9. Sans de telles initiatives évidentes et urgentes, le gouvernement et le PT un parti politique dont la majorité de la Direction Nationale est entrée en conflit avec son programme et ses statuts se mettraient sérieusement en danger. Mais le désespoir et le désenchantement croissants menacent surtout la République elle-même, qui ne peut exister sans l’activité des citoyens. Il faut la stimuler maintenant, sinon nous allons transformer en un échec politique et éthique la chance historique que 53 millions de Brésiliennes et Brésiliens nous avaient accordée.
10. C’est pourquoi, nous appelons les militants du PT notre patrimoine fondamental pour qu’ils saisissent l’occasion des élections internes du parti afin de changer la direction actuelle, qui porte la principale responsabilité de la crise où se trouve notre parti, et pour qu’ils élisent les camarades engagé(e)s dans le sauvetage de la crédibilité d’un parti qui se revendique encore d’être éthique, militant, démocratique et socialiste.
Les député(e)s (entre parenthèses l’État qui les mandate) : Antônio Carlos Biscaia (Rio de Janeiro), André Costa (Rio de Janeiro), Chico Alencar (Rio de Janeiro), Drª Clair (Paraná), Dr.
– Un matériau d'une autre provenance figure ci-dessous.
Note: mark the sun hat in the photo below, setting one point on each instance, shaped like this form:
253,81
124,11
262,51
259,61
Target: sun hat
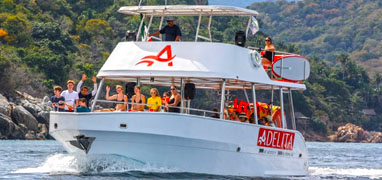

Rosinha (Paraná), Gilmar Machado (Minas Gerais), Iara Bernardi (São Paulo), Guilherme Menezes (Bahia), Ivan Valente (São Paulo), João Alfredo (Ceará), João Grandão (Mato Grosso do Sul), Luiz Alberto (Bahia), Maninha (District fédéral), Mauro Passos (Santa Catarina), Nazareno Fonteles (Piauí), Orlando Desconsi (Rio Grande do Sul), Orlando Fantazinni (São Paulo), Paulo Rubem (Pernambuco), Tarcísio Zimmermann (Rio Grande do Sul), Walter Pinheiro (Bahia), Zico Bronzeado (Acre).